Editor's note: Portions of this article have been clarified to differentiate L. Poe Leggette's comments about the Inflation Reduction Act and new methane regulations released by the Biden administration on Dec. 2. 

PITTSBURGH — New methane regulations released Dec. 2 by the Biden administration at the COP28 U.N. climate summit will make business for many oil and gas producers more expensive and complicated, a longtime attorney for the energy industry said.

L. Poe Leggette, co-head of the energy team at Baker & Hostetler LLP, said on Dec. 5 that he anticipates various lawsuits "challenging the aspects of the law."

On Nov. 29, Leggette told the audience at Hart Energy’s DUG Appalachia Conference on Nov. 29 that the new rules would capture more producers for regulation and taxes, and that tracking methane emissions was a complicated and often inaccurate task.

The new methane regulations were approved by Congress as part of the Inflation Reduction Act (IRA) passed in August 2022. Part of the new regulations are scheduled to go into effect at the start of 2024.

The Biden administration announced the finalized version of the new regulations as part of an international pledge to reduce methane emissions globally. The EPA posted the new rules in a 1,690-page document on its web site after more than two years spent formulating the regulations.

At the conference, Leggette derided the proposed regulations prior to their release.

He also took aim at the IRA. “If you actually read through the statutory provision, you will say, ‘Wow, this reads like someone just threw this together at midnight the night the bill was passed. And the reason it looks that way is because that's what happened,'” he said.

As released on Dec. 2, the new policies ban routine flaring of natural gas produced by newly drilled oil wells; require companies to monitor for leaks from well sites and compressor stations; and include a monitoring program that requires third-party remote sensing to detect large methane releases from so-called "super emitters," the agency said in a statement. The EPA believes the rules will eliminate 58 million tons (MMton) of methane from reaching the atmosphere between 2024 and 2038.

The Energy Workforce and Technology Council said operators already have in place voluntary protocols and actively monitor and detect methane leaks in real time.

Energy Workforce President Tim Tarpley said the organization was concerned the rules allow “third-party emissions monitoring under the rule.” 

“The federal government has taken unprecedented steps to allow potentially biased third parties to gather data and report emissions to the EPA,” he said in a Dec. 2 press release.

The regulations also implement a methane tax approved by Congress in 2022. The new tax kicks in when a facility emits more than 25,000 metric tons of carbon dioxide equivalent.
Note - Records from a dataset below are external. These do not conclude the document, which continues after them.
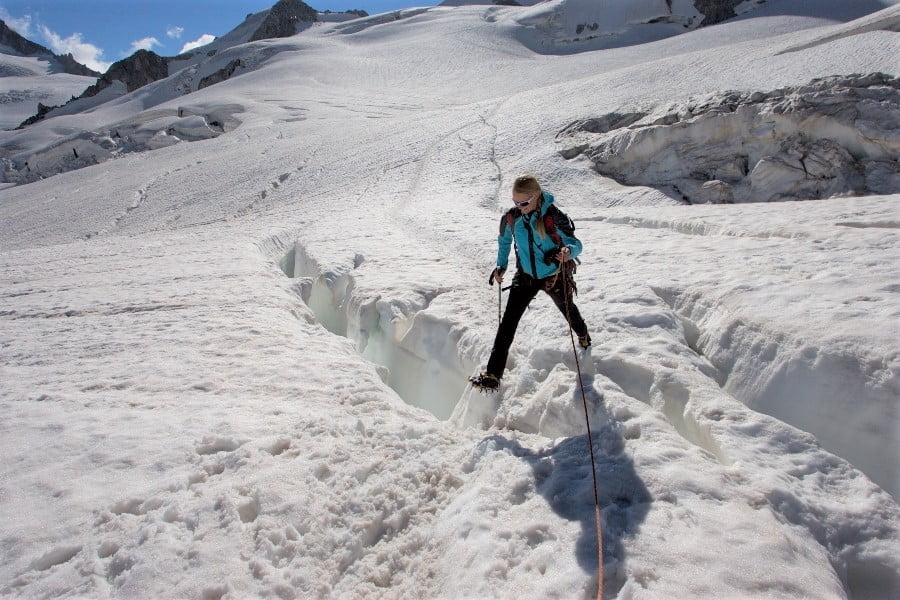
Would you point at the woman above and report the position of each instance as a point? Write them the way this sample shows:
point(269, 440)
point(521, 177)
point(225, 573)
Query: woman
point(544, 239)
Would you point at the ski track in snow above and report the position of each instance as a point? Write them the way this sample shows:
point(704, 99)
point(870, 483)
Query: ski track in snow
point(236, 367)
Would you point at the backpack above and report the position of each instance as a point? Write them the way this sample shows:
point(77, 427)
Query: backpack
point(554, 220)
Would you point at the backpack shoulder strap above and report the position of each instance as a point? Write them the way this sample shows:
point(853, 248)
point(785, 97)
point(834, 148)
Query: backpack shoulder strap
point(509, 219)
point(555, 220)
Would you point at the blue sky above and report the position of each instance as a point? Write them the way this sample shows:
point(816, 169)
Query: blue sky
point(99, 32)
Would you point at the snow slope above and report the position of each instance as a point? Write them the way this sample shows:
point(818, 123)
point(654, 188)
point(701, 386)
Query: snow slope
point(233, 366)
point(26, 81)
The fees will begin at $900 per metric ton of methane emitted in 2024; will increase to $1,200 in 2025; and $1,500 in 2026.

Tarpley said the rules effectively levy new taxes on consumers.
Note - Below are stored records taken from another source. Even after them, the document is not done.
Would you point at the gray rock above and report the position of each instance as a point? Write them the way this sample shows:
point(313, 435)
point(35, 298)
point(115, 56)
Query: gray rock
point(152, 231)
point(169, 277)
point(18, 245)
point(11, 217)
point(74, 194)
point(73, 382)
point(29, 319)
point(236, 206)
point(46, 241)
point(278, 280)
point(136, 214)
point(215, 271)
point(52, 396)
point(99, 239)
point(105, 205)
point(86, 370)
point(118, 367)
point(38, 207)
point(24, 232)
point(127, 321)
“The implementation of a new tax on the oil and gas industry will directly impact the ability of Americans to obtain energy to fulfill daily needs, increasing the cost of oil and natural gas prices and decreasing domestic energy security,” he said.
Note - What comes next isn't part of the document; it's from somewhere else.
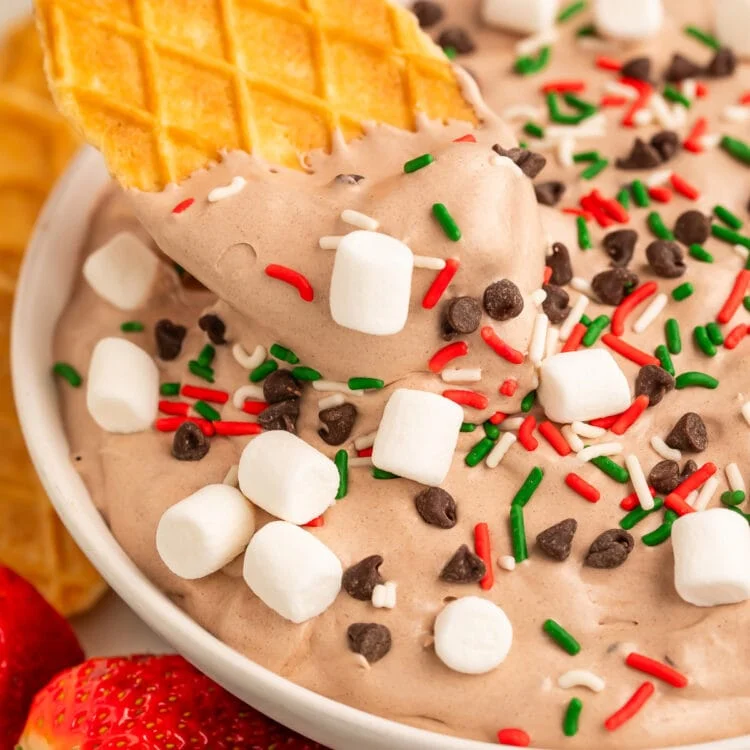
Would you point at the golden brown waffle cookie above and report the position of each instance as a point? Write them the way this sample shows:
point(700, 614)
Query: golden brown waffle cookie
point(163, 87)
Legette said the major issue now facing oil and gas producers are the new reporting requirements and the new tax burden determined by what the reporting data says.

“The EPA’s prime goal is ‘to expand reporting to include new emission sources in order to accurately reflect total methane emissions,’” Legette said. The definition of “facility” in the new rules has therefore broadened to count some sections of oil and gas production that had not been included or to combine facilities that were separate before.

“The result is that a company currently estimated to emit, say, 18,000 tons per year may — with no actual increase in emissions — now be estimated to emit more than 25,000 tons, making it subject to annual reporting,” Legette said.

The other difficulty is that measurement of methane emissions on any given site can vary wildly over time.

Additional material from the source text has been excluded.